Something off: neither of them the Pontiac. Two of the men were talking, then the taller one broke off and shouted something towards the house, the wrong direction, words lost in the night. But then he turned and shouted again. ‘YATES?’
I put my arm on the lip to haul myself over it, seeing the man’s face now.
‘YATES?’
My blood racing, spreading relief and apprehension around my body in equal measure. My finger on the trigger. The words coming even as I was still weighing speaking them. ‘Here. I’m over here.’
Colt Tanner spotted me and came over at a jog.
I held the gun by my side and just waited.
He waved to the others and yelled for them to follow him. I recognised Bryce and Hendricks, a third agent I did
n’t know.
Tanner made it first. He clasped my shoulder. ‘Are you hurt?’
I shook my head and waved for the others to go back. ‘By the house, the sheriff is shot but alive. Help him.’
Tanner motioned over his shoulder for the others to double back as I’d said. There was urgency in his orders.
I gestured with the gun. ‘Rosenberg’s down there. He’s says he’ll give up Siegel.’
Tanner’s eyes narrowed. He slipped past me and stopped at the bank, resting his hand on the fender of the upturned car. He shook his head and came back, pointing to the gun in my hand. ‘You have that in his face at the time?’
‘No reason you couldn’t do the same. Who would know?’

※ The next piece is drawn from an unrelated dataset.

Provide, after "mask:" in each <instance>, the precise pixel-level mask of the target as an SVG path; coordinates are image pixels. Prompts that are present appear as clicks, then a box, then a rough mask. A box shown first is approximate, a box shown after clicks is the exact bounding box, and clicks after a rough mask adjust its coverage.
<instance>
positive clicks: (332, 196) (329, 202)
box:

He ran his hand over his mouth. ‘You’re some piece of work.’
I rubbed the back of my neck. ‘How did you find me?’
He glanced past me, to where the agents were kneeling to attend to Lang now. ‘You leave a trail like a buffalo herd.’
*
The scene was little less chaotic for the end of the shooting. Hendricks and the unknown agent worked on Lang, so I gave Bryce everything I could on the man who’d pulled the trigger – five-nine, dark hair, dark suit cut long, slim build, driving a dark green Pontiac. I hadn’t got the plate. We both knew it didn’t matter; chances were the man was halfway to the state line by now, home free if he could make it to Los Angeles. The Sheriff’s Department would drag the county regardless, so better to get the details down now.
Tanner went straight for Rosenberg, slipping into the ditch and out of sight. Something was turning behind his eyes from the minute he’d shown up, but I didn’t care – I wanted to find the women who’d spilled from the house. I told Bryce about the one hiding behind the outcrop and pleaded with him to go look for her. He agreed and set off, and I ran inside to find Nancy Hill.

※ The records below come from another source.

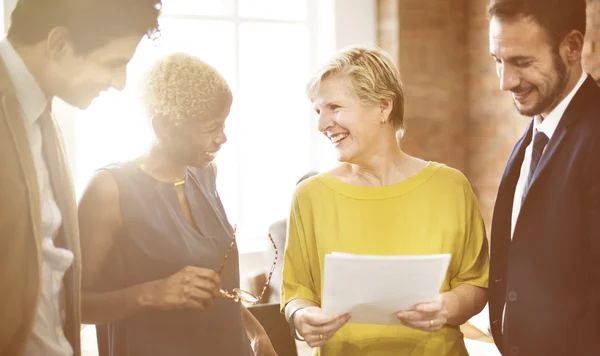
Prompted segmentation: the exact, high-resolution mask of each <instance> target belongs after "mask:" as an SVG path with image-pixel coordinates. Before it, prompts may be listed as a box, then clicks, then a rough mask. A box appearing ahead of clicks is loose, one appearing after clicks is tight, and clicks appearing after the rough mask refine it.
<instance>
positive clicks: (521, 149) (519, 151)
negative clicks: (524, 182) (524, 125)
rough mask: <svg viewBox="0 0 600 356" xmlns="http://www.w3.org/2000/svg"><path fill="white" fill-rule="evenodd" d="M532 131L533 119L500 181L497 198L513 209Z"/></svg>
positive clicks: (504, 171)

She didn’t respond to my calls from the entryway of the ranch. In the end I went room to room, locating her in a closet in one of the bedrooms upstairs. There were four single beds crammed inside the room, one at an angle across two others, forming a rough triangle to allow the door to be opened, the last against the wall beside me. There were no personal possessions on display. The closet door had a latch for a padlock on the outside, but the lock was missing. Opening it, I found it filled with cocktail dresses and ball gowns, like a child’s dress-up box. Nancy was sitting on the floor, sequinned trains and sparkly hems parted around her shoulders. She looked up but didn’t say anything, turning her eyes back to Lang’s gun in her lap.